Note: A prior edition of this email had the wrong job title for the photo of Danny Jordan, Jackson County Administrator.
Here is the email version of the post again, corrected.
Jackson County, Oregon withheld public information and got the news headline they wanted.
It was manipulative. It was a power play.
The news media make self-government possible. They are a primary mechanism for an informed citizenry. I happily subscribe to the Rogue Valley Times, the Grants Pass Daily Courier, and Ashland.news.
On Thursday morning last week the Jackson County commissioners received a report from county administrator Danny Jordan outlining the presumed costs of adding two commissioners to the current three-person board. The local media were in attendance as were several members of the public, including the leaders of the Jackson County for All group that had gathered petitions to update the county charter. Jordan passed out several sheets of paper to each commissioner. The people in the small room were not allowed to see the numbers on those papers.
These were not personnel files with Social Security numbers. Nor was it litigation strategy. It was public budget information of obvious public interest. It involved matters people would be voting on. A copy of what was being discussed right in front of them could have been shared by being posted on a wall for all to see -- but it was not.
The county told the small group -- a group that included reporters from two local newspapers, two television stations, and the local public radio station -- that they would not share the information contemporaneously.
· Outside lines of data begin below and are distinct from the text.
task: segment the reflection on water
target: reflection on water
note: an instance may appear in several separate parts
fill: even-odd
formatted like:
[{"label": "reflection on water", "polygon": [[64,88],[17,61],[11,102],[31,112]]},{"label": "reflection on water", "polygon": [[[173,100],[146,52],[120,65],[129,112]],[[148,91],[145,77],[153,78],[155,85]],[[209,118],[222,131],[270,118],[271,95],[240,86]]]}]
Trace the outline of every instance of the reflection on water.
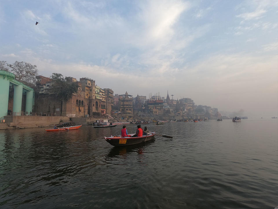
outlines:
[{"label": "reflection on water", "polygon": [[123,147],[103,138],[120,127],[0,131],[0,207],[273,208],[275,120],[151,124],[173,140]]}]

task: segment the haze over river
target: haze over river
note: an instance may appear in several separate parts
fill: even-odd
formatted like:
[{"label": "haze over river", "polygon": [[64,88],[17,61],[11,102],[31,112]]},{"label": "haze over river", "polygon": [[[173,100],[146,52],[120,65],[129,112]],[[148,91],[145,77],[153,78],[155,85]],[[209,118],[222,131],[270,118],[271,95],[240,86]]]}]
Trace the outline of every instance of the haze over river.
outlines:
[{"label": "haze over river", "polygon": [[[0,131],[1,208],[273,208],[278,120],[148,124],[154,141],[115,147],[122,125]],[[143,127],[144,125],[142,125]],[[136,125],[127,125],[129,134]]]}]

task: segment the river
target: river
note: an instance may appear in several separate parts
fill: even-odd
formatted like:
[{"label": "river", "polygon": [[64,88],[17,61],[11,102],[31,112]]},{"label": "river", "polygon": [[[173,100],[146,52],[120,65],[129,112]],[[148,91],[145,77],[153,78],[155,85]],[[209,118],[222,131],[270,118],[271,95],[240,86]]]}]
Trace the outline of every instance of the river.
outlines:
[{"label": "river", "polygon": [[153,123],[150,131],[173,140],[114,147],[103,137],[122,126],[0,131],[0,208],[278,205],[277,119]]}]

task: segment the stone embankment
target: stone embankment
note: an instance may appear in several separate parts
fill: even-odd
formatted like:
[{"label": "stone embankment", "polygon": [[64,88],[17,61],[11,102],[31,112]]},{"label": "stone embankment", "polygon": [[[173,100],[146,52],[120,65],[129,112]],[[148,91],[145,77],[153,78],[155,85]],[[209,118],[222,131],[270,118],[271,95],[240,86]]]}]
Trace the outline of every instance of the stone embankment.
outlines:
[{"label": "stone embankment", "polygon": [[4,118],[5,122],[0,123],[0,130],[47,127],[70,121],[69,118],[61,116],[12,116]]}]

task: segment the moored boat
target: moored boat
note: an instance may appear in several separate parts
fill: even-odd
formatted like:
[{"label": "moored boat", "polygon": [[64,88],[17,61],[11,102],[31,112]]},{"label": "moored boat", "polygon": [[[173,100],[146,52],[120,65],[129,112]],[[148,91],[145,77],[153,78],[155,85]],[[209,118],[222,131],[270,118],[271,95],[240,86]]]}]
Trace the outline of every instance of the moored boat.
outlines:
[{"label": "moored boat", "polygon": [[241,122],[241,119],[240,119],[240,118],[239,117],[237,117],[236,116],[235,117],[233,118],[233,122]]},{"label": "moored boat", "polygon": [[117,125],[103,125],[93,126],[93,127],[95,128],[109,128],[111,127],[115,127]]},{"label": "moored boat", "polygon": [[58,128],[56,129],[45,129],[45,130],[47,131],[66,131],[67,130],[74,130],[75,129],[78,129],[81,127],[81,126],[82,126],[82,125],[79,125],[77,126],[67,126],[67,127]]},{"label": "moored boat", "polygon": [[[108,137],[105,136],[104,139],[110,144],[115,147],[132,145],[153,139],[154,138],[155,134],[155,132],[151,132],[148,134],[147,135],[143,135],[142,136],[134,137],[123,137],[120,136]],[[134,134],[131,135],[132,136]]]}]

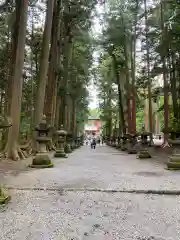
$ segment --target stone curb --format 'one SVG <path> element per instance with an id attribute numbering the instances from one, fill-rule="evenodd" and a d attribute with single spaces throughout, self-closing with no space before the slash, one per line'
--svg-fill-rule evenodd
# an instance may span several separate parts
<path id="1" fill-rule="evenodd" d="M 180 195 L 180 190 L 141 190 L 141 189 L 96 189 L 96 188 L 46 188 L 46 187 L 33 187 L 33 188 L 18 188 L 8 187 L 8 190 L 19 190 L 19 191 L 57 191 L 57 192 L 102 192 L 102 193 L 135 193 L 135 194 L 153 194 L 153 195 Z"/>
Everyone needed to file a public records request, a process that would take time and paperwork, and then consideration by the county on whether to charge them to get the information, and for how much, and only then to share it. Denise Krause, the leader of the Jackson County for All group, immediately filed such a request. She told me that she had not gotten an OK to get the information as of Thursday afternoon, although she learned that the Rogue Valley Times had gotten it, but only late that day. By coincidence I had telephoned their reporter that afternoon and he hurriedly told me he was right on deadline. The county got the story and headline I had predicted they would want in my post the day prior to the meeting -- a story reporting the purported difficulties and expense of going from three to five commissioners. The commissioners oppose the ballot measures. What better way to frame the issue than as one in which adding two commissioners would somehow be a giant burden.
Here is the headline and photo in the RV Times:
Jordan had given me a heads up that his report would have high-ball numbers. He told me he would be allocating sheriff deputy retirement benefits pro rata to the new commissioners, although they don't share in those benefits. He cited as an example of new expenses that budget committee meetings would require a substantial remodel of the county auditorium because there would not be room on the dais for 10 people. For decades the budget committee met at tables in front of the dais, not on it. That would be a free and easy workaround, but free and easy solutions would not serve the purpose of a headline saying the initiative proposals would be expensive. The way to get that story out was to make sure there wasn't a prompt, informed response from the public to accompany Jordan's report.
The county got what it wanted.
Jackson County is treating public information as if it were secrets to be pried from them. The Jackson County for All group is still waiting for the information and it may be five days or longer. They will need to pay $13 to get it, which they will happily pay. Remember, that information was right there on the table, available to be handed out or posted. But no. Jump through hoops. Wait. Pay. Wait some more.
The county has a bunker mentality. There is no law requiring that the county make public information hard to get. This is a choice. A policy of inconvenience. The county should want the public to know what it is doing. There are important issues where the county needs public support, including a major new jail, an animal shelter, and homeless people living on the Greenway. The county attitude should be one of helpfulness, not resistance, especially when information can be shared simply and at negligible cost, as in this case. It is far more costly for the county to process a public information request form than simply to be friendly and cooperative.
Look at this invoice. What a waste! The county assigned staff time to prepare this, but not staff time to thumb-tack the public information to a bulletin board so it could be read by people standing in front of them.
The media is not the enemy of the county. Nor is the public. This isn't a cost saving issue -- quite the opposite. There is no legal prohibition against making public information available -- again, the intent of our public meeting laws are quite the opposite. It is a control issue. The county is intentionally making it hard to see what it is doing. Bureaucratic delay stiff-arms the public. It is a manipulative way to influence what news the media will present. Making the general public and the media jump through hoops is a way to show who is boss.
The county commissioners and their administrator have it backwards. The public is the boss.
Another example of how our county commissioners are not providing adequate oversight of county business or truly representing the needs of the public. Our county commissioners seem to think of themselves as CEOs of county, but they are supposed to be public servants--the citizens' eyes and ears on how are county is managed. We are lucky that the Jackson County for All group is shedding some light on the way things are managed by our Board of Commissioners. We definitely need a better functioning board. Expanding the board from three commissioners to five and making the positions nonpartisan will be an excellent start. And stopping the salary creep for the commissioners is long overdue!
Peter, I certainly hope you will submit today's post to all 3 newspapers serving our area, as guest opinions. I believe that will help mobilize even more people in favor of the changes so badly needed in this County.